The ship’s mainframe guides the user in the space suit to the ship malfunction, meanwhile, the tool has received special repair instructions from the ship’s mainframe. The user, simply delivers the tool to the broken part and activates the tool. The software guides, informs, and assists the user while securing the human’s life.
Why is the suit, tool, and ship’s mainframe necessary to consider from a design need? Well, imagine having to take off your space glove to operate a tool in space… if you’re lucky your hand freezes off, and if you’re not so lucky, you suffocate to death.
Other design considerations:
- Does the maintenance tool utilize physical input buttons or a digital display with UI?
- If digital, will it work with space gloves?
- Does the tool utilize voice commands?
- Does the tool have inputs at all (system runs tool once it detects broken part)?
- Is there a manual override incase of systematic error?
Systems utilize multiple visualization technologies: traditional displays, augmented reality, virtual reality, and eventually holographic technology
Strategies for determining visual needs, need to be put in place early on. As mentioned earlier, augmented and virtual UI experiences require a lot of power. Determining the acceptable power consumption per use case will be key information to define in early discovery work.

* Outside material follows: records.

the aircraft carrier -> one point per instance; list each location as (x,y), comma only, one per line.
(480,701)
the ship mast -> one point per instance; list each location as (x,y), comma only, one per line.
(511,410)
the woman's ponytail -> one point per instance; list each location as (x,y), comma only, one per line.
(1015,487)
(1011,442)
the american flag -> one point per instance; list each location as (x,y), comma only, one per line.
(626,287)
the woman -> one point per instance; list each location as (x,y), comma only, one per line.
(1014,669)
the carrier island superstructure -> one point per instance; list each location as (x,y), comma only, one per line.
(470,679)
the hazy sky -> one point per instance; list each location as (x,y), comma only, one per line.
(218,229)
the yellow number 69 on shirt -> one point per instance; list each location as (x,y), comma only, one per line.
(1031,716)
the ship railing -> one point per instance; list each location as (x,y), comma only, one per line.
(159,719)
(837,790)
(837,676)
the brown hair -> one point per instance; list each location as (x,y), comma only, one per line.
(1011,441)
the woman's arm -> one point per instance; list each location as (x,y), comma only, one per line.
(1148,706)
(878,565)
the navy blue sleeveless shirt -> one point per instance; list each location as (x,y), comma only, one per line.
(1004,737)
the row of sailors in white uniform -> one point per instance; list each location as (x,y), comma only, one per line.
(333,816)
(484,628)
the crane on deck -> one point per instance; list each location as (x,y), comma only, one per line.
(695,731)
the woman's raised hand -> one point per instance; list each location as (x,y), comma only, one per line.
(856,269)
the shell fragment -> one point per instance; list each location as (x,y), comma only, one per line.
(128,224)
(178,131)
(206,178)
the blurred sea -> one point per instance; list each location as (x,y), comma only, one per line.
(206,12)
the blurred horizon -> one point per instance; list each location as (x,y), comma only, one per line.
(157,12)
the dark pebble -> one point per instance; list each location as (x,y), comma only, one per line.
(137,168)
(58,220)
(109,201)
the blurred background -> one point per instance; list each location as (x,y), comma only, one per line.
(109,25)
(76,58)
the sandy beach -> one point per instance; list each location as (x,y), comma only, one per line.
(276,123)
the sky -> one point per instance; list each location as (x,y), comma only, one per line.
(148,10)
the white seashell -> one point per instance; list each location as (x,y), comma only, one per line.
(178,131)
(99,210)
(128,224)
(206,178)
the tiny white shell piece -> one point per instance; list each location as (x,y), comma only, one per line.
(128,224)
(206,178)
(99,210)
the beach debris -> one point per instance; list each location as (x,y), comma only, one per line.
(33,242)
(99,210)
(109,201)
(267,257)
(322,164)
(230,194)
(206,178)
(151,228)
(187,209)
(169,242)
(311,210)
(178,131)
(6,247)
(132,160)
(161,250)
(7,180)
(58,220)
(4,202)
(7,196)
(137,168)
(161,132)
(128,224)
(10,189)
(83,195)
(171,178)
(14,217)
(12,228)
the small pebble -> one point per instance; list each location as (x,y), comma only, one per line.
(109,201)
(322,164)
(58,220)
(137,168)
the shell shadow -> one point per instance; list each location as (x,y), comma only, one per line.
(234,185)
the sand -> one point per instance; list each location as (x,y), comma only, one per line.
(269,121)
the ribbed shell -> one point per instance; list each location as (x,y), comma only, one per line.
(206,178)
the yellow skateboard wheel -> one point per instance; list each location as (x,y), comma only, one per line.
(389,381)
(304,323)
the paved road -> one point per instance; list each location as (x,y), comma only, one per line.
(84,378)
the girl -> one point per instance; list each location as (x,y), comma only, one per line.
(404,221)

For example, navigating a space ship is a core use case for space exploration and survival. The crew needs the system to be able to autopilot, provide details views of space around the ship and universe in general, map routes through space debris. This core system function may be allocated a large level of power consumption in order to achieve of all the user needs through:
- Virtual reality: mapping
- Holographic (if available)
- Augmented reality
- Accessibility across mobile devices/tablets
As a result, user experience designers need to have a strong skillset for designing across all of these platforms. Additionally, designers absolutely must understand the strengths and weaknesses of each platform and how to design around the individual constraints.
To summarize: Space tech UX designers will have the competencies…
User experience designers in the space tech industry need to have complex application design experience preferably in the enterprise classification. Designers in this industry will have a strong academic background with the ability to understand complex notions from health, human anatomy, biology, engineering and advanced technology: aerospace, satellites, even defense. Designers in the space tech industry have no difficulty designing across platforms with heavy engineering constraints such as power, human mobility, bandwidth transfer speeds, and environmental.